Recenzja
#44 Książka, która została wydana w roku twoich narodzin
Za mało czytałem Pilcha, żeby móc powiedzieć, że jestem fanem
jego literatury. Dwie książki wiosny nie czynią, jak mówi stare
porzekadło. Tak się jednak złożyło, że już Pod Mocnym
Aniołem zrobiło na mnie tak
dobre wrażenie, że kiedy zorientowałem się, że w 1993 roku po
raz pierwszy wydano Spis Cudzołożnic,
bez większego namysłu zdecydowałem, że to właśnie będzie
książka, którą przeczytam przy okazji tej kategorii.
Główny bohater, Gustaw, jest
polonistą. Niespełnionym literatem, miłośnikiem kobiet i
albańskiego koniaku, mężem i życiowym nieudacznikiem. Takim
totalnym niedojdą, jeśli mamy być szczerzy. Pewnego dnia dzwoni do
niego telefon – okazuje się, że do Krakowa przyjedzie szwedzki
intelektualista i potrzeba kogoś, kto oprowadziłby go po mieście.
Gustaw nadaje się do tego najlepiej, więc pada na niego. I stąd
bierze się cała historia.
Trudno tak naprawdę powiedzieć,
czy ten Szwed rzeczywiście błąka się za Gustawem.
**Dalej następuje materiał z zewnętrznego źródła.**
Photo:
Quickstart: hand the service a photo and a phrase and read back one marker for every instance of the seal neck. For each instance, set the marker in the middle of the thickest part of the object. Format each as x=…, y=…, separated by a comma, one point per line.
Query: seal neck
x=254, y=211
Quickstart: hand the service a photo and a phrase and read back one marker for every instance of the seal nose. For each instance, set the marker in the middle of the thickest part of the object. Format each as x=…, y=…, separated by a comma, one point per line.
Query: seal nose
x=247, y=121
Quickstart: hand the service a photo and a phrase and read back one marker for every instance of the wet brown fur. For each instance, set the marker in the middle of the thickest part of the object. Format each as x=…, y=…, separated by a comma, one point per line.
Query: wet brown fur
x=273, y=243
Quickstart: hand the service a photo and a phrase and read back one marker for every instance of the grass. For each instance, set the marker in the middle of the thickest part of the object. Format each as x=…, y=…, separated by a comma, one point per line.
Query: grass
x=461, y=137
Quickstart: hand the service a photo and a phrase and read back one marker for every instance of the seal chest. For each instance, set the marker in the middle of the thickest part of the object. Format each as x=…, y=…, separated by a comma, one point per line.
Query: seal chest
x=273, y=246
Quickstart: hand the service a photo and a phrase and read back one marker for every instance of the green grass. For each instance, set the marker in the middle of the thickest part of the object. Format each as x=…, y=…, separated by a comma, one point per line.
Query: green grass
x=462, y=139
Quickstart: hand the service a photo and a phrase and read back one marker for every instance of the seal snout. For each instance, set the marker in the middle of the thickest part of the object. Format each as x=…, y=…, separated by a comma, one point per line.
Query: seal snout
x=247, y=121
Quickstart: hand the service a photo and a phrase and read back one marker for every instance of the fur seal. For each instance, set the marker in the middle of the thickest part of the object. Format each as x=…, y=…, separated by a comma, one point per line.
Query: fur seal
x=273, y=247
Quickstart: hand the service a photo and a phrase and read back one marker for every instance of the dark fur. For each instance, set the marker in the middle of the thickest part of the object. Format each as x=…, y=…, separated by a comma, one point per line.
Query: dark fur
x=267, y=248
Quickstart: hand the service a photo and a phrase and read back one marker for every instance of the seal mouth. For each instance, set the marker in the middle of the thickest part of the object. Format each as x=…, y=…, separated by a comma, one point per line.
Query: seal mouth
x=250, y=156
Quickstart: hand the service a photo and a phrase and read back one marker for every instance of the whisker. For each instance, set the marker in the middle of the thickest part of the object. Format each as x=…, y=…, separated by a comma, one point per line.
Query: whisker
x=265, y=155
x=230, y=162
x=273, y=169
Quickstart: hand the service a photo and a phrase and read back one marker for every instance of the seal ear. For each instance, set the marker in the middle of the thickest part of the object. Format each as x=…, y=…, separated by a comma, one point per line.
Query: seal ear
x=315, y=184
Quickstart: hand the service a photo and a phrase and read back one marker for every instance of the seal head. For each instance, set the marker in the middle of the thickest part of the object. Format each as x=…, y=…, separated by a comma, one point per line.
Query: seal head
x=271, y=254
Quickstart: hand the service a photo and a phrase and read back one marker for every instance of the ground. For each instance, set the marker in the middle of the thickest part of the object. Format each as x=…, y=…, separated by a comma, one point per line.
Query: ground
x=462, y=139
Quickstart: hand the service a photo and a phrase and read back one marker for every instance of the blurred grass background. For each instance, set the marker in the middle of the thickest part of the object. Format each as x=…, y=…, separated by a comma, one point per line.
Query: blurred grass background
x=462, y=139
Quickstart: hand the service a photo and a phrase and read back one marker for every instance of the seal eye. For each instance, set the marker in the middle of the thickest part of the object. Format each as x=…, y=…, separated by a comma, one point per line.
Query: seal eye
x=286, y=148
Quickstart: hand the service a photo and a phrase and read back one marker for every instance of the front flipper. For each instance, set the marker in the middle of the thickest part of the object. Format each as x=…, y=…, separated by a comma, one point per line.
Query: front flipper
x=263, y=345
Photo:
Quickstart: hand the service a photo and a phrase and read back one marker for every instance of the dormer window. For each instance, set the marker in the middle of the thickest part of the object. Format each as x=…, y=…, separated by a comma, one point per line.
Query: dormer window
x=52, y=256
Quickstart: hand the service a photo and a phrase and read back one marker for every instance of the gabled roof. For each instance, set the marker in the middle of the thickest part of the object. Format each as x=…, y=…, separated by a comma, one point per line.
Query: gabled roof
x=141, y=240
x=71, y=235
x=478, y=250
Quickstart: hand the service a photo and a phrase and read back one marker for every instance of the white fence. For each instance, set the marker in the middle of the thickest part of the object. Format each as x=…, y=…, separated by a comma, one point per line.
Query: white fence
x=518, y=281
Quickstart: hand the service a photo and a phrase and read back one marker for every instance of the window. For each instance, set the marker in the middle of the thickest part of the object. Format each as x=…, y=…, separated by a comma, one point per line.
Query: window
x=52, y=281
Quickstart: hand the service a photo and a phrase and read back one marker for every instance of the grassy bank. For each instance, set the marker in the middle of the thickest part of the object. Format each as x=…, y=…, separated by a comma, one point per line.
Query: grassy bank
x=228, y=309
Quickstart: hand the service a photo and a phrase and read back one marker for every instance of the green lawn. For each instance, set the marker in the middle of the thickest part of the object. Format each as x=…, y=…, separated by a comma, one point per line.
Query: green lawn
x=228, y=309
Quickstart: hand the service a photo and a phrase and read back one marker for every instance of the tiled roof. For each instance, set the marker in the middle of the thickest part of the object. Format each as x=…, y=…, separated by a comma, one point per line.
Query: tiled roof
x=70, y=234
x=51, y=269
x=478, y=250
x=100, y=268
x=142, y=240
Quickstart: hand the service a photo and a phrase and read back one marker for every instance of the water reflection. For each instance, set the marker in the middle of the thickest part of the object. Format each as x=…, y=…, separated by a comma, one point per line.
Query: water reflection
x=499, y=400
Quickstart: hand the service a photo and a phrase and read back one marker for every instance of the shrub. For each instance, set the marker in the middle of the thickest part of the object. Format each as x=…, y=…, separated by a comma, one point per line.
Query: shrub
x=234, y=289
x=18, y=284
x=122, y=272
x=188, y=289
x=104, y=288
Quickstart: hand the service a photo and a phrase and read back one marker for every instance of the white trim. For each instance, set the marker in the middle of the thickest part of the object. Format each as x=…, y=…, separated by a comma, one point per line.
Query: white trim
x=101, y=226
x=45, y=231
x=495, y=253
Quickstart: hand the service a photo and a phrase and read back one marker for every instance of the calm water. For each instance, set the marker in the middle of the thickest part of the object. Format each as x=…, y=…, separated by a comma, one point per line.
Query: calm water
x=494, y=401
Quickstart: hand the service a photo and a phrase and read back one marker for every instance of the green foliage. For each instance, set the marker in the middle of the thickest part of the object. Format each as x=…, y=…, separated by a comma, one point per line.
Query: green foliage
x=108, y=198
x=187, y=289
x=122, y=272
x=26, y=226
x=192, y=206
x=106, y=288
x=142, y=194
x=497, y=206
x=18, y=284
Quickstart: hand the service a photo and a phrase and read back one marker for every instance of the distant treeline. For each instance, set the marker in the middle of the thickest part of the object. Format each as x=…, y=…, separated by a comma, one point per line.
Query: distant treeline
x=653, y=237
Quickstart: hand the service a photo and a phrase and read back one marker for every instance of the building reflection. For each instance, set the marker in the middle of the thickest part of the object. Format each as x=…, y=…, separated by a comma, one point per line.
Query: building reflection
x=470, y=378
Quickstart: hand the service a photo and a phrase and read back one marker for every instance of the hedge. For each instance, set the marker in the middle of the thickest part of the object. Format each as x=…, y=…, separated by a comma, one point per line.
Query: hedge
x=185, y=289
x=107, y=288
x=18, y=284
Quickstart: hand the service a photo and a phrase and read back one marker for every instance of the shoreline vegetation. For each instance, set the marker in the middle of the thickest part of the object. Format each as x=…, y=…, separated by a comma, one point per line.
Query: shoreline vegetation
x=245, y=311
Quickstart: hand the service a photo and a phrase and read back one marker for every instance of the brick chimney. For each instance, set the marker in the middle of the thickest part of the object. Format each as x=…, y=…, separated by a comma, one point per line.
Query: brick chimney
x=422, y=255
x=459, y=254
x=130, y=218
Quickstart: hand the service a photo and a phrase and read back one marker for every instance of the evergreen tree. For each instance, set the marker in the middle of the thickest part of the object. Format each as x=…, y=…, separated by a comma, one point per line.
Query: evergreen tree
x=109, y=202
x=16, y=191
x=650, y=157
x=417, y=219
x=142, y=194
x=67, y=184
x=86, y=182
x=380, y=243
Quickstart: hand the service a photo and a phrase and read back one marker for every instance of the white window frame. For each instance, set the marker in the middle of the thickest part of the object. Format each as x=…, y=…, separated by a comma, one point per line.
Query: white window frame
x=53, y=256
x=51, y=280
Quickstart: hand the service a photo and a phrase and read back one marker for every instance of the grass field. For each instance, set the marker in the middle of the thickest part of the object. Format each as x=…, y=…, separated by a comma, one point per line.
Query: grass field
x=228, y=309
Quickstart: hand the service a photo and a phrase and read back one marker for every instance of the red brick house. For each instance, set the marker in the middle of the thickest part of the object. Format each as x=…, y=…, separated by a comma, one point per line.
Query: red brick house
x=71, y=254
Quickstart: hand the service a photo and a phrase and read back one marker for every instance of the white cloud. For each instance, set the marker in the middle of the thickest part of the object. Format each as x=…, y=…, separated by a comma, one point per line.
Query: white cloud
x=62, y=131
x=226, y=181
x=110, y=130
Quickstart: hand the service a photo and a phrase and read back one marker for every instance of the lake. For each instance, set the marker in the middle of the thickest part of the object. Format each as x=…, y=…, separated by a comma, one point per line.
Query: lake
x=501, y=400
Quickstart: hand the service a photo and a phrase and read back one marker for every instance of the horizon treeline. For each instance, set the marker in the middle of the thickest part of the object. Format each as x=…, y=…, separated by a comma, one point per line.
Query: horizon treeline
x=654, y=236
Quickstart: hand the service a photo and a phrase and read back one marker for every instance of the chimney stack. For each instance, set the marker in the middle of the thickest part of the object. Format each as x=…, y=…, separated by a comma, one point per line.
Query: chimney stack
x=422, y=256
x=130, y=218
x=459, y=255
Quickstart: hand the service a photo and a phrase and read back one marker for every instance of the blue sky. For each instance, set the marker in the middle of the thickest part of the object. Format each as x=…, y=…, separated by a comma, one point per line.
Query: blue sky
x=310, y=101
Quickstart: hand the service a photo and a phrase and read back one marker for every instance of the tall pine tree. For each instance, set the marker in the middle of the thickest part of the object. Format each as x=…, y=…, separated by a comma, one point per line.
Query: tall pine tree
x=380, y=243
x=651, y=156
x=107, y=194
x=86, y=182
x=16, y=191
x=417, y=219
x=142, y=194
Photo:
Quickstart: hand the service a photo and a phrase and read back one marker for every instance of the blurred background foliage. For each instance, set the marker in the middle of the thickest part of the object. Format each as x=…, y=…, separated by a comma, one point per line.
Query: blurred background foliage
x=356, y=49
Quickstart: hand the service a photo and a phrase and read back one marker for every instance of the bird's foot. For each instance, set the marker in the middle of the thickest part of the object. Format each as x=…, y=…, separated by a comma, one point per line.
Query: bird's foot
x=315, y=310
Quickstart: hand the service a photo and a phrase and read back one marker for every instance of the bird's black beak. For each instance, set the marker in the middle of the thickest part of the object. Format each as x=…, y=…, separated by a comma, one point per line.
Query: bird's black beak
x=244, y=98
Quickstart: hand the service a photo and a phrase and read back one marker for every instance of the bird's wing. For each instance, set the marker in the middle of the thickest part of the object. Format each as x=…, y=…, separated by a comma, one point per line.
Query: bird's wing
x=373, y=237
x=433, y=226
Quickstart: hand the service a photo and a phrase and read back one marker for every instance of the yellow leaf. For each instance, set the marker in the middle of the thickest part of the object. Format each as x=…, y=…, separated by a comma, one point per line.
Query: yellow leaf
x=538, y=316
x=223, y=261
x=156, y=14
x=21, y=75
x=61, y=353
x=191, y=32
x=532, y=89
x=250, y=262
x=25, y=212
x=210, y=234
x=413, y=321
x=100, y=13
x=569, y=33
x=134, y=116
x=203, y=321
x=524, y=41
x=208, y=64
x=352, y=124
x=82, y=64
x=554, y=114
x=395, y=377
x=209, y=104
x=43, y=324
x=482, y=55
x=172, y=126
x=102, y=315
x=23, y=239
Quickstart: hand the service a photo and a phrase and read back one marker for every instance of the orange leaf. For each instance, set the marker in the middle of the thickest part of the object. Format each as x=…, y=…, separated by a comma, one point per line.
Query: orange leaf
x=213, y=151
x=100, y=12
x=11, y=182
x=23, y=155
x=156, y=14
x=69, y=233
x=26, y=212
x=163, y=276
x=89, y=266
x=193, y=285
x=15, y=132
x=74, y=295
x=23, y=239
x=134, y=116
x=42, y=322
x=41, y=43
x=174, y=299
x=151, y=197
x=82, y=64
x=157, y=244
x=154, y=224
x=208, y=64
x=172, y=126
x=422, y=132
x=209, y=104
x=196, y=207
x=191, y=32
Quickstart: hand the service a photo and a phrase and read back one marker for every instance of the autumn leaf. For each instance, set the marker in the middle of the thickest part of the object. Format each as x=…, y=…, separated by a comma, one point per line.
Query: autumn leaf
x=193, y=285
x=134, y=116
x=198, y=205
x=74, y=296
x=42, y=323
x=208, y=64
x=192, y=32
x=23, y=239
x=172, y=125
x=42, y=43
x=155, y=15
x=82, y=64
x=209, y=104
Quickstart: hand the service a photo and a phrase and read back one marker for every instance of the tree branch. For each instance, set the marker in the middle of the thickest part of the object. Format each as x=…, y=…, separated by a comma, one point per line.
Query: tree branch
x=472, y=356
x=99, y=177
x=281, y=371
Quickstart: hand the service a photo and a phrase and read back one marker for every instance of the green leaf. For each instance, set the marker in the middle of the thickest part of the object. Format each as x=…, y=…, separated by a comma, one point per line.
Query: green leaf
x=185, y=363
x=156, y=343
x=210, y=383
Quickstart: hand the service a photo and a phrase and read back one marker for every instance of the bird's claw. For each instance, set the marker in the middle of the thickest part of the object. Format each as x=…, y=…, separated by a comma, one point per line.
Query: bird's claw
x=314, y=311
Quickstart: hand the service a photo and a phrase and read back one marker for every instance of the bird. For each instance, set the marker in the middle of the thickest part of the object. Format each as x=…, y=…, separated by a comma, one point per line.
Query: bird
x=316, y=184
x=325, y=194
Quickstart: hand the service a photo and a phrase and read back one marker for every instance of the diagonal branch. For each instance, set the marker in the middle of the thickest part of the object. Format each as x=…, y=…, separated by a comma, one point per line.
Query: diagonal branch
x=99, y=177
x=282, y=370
Trudno nawet
jednoznacznie stwierdzić, czy sam Gustaw w ogóle gdzieś chodzi, a
nie tylko siedzi w bezruchu, podziwiając panoramę Krakowa i
pozwalając myślom błądzić po mieście. Jakkolwiek nie jest, ta
wycieczka ze szwedzkim intelektualistą jest jednocześnie wycieczką
przez życie Gustawa. Jest podróżą po jego wielkich planach, które
spaliły na panewce, po jego podbojach miłosnych, które nie miały
nic wspólnego z filmowymi miłościami, a także po jego traumach z
dzieciństwa, ciągnących się za bohaterem do dziś. Nie brak także
rozważań nad kondycją polskiego protestantyzmu.
Za tymi tematami Pilch przemyca
wszystko to, co zdaje się być dla niego typowe – ironiczne
filozofowanie o życiu ukryte za groteskowymi scenami. Nie brak też
wzmianek o pociągu do alkoholu. Sam język nie jest tak piękny –
choć, zdaniem wielu, bardziej pasowałoby tu określenie grafomański
– jak w nowszych książkach autora, ale wciąż pojawiają się
momenty, którymi można się zachwycić.
No i Kraków. Ale ja uwielbiam to
miasto, więc nie jestem obiektywny.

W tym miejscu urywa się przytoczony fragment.